By a lactose free diet.

Question 27

Glucose-6-P can go into yet another pathway. Which and why?

Answer 27

If there is plenty of glucose available glucose-6-P can go into pentose phosphate pathway. Here NADPH is formed for biosynthesis and Ribose-5-P that is required for:
Nucleotides
DNA
RNA
Coenzymes.
If it is not used for example nucleotide synthesis it can be fed into glycolysis again.

Question 28

What are the functions of the pentose phosphate pathway?

Answer 28

Production of NADPH for biosynthesis and maintenance of free -SH groups on certain proteins.
Production of Ribose-5-P for production of nucleotides etc.

Question 29

Where can pentose phosphate activity be found then?

Answer 29

In liver and adipose tissue due to the NADPH.

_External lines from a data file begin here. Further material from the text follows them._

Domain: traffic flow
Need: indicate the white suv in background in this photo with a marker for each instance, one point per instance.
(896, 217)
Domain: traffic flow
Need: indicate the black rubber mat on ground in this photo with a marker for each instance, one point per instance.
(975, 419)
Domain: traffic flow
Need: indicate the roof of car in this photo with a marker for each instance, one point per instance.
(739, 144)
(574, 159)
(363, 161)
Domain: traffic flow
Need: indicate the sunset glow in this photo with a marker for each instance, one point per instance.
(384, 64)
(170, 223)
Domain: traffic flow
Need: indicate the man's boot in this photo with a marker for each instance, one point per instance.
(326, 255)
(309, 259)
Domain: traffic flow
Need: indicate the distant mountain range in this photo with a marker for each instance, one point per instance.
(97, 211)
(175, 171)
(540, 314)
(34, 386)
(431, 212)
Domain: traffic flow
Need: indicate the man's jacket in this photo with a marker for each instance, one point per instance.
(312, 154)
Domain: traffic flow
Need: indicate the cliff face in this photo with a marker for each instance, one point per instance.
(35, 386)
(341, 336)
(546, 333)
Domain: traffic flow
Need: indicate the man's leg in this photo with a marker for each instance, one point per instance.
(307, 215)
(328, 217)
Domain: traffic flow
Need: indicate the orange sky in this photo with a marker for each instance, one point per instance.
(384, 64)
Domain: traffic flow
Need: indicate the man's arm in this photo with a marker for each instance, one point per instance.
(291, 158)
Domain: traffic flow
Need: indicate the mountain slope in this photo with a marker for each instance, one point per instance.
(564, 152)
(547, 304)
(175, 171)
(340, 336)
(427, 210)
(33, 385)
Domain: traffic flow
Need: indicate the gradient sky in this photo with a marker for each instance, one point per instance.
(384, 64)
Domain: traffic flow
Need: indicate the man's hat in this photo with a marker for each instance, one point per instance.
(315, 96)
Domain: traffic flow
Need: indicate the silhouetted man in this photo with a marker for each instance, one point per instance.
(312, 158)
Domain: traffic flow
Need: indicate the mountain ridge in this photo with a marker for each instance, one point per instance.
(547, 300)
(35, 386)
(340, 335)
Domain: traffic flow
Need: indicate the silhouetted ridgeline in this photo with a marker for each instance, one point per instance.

In the bone marrow (dividing tissue) due to the nucleotides.

Question 30

What happens if there is a deficiency of Glucose 6-phosphate dehydrogenase?

Answer 30

NADP+ can’t turn into NADPH, this causes the free -SH to not be present where they need to be, disulphide bonds are instead formed. Same problem as in galactosaemia because of this.
The production of Ribose-5-P won’t work properly this means that the bone marrow won’t work properly.
This causes red blood cell breakdown as well called haemolytic crisis where there is a rapid breakdown.

Question 31

So why is the pentose phosphate pathway important?

Answer 31

Due to the source of NADPH and taking away NADP+. Promotes biosynthesis and prevents formation of disulphide bonds.
Produces C5-sugar riboses that are important for synthesis of nucleotides and DNA and RNA for bone marrow and further on RBCs.
The enzyme used is Glucose-6-phopshate dehydrogenase.